I find myself wondering how the number of such days is distributed, but it's hard to come to any sort of conclusion. My instinct, though, is something like this: the number of clusters of 80-degree lows (that is, consecutive days with them) in a given summer is probably Poisson-distributed.
Of course, counting these "clusters" is a silly thing to do, because it seems to imply that, say, the lows on August 16, 2002 and August 18, 2002 (both 80 degrees) are independent events, just because it didn't get up to eighty on August 17. (The low that day was 77.) If you look at the data, there have been 109 summers with no 80-degree lows, 20 summers with one cluster of them, one summer with two clusters, and two summers with three clusters; that last one makes me suspicious, but one of those is 2002 (July 30, August 16, August 18) and one is 1995 (July 15, 26, 29).
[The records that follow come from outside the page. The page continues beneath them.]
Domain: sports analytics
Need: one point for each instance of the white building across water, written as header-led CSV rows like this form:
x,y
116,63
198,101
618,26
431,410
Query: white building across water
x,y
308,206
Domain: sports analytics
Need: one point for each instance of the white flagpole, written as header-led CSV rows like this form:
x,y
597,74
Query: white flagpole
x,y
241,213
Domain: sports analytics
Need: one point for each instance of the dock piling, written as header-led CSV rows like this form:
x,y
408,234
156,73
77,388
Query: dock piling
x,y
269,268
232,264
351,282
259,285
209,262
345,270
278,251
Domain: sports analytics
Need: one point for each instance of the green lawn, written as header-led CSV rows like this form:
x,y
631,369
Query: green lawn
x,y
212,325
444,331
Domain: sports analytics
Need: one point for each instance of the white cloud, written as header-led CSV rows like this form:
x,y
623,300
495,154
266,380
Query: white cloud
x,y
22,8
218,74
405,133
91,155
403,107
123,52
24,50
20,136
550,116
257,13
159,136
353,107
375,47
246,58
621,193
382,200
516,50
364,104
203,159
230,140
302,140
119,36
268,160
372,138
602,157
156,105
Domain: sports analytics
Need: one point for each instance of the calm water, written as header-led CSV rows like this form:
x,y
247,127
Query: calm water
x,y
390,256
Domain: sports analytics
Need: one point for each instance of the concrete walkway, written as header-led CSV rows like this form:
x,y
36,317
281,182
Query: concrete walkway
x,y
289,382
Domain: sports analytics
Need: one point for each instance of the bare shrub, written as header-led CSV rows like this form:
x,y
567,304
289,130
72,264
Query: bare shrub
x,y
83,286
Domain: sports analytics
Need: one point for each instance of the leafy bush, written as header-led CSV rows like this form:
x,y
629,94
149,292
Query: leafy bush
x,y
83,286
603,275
Second, how long is each individual cluster? There are 19 clusters of length 1, 7 of length 2, and 2 of length 3; I'm inclined to suggest a geometric distribution. Once there's an 80-degree low, the probability of having an 80-degree low on the next day is a constant, approximately 1/4. It seems reasonable that this probability would be less than 1/2 but not too much less; an 80-degree low in Philadelphia is very unusual, so the next day is expected to be a bit cooler. I've heard that the simplest weather-forecasting rule is that "tomorrow will be like today". I suspect that a slightly better rule is "tomorrow will be like today, but a little less so" -- that is, it will regress to the mean a bit. But to apply this rule one has to have some idea what the mean is. On a day with a high of 70 in Philadelphia in July I'd want this rule to predict the next day would be warmer; on the same day in November I'd want it to predict the next day would be colder.
So the number of 80-degree days in a given summer, I expect, is the sum of some number of geometrically distributed variables with p = 3/4, the number of such variables being given by a Poisson distribution with mean about .21 (there were 28 observed clusters in 132 years). Determining what this says in terms of actual probabilities is left as an exercise for the reader, mostly because I don't trust these numbers enough. It seems like a reasonable first stab at a model, though. It only has any chance of working for extreme temperatures, though; if I replaced 80 with 70 (the average low in Philly this time of year) then the model wouldn't work so well, because it depends on this clustering phenomenon. (The highest-recorded low temperature ever in Philadelphia is 82, so you can see that 80 is extreme.)
While I'm on the subject of weather, check out weatherbonk.com, which displays the weather, live, on a map, showing the temperature at various volunteer-run weather stations. I'm never sure how much to trust any of these stations, though, because you hear that sometimes they're in an asphalt-paved parking lot next to the place where the heat comes out for a central AC unit. I suspect it would be more interesting in a place like San Francisco where the microclimates are pronounced enough that you can see them even over that noise.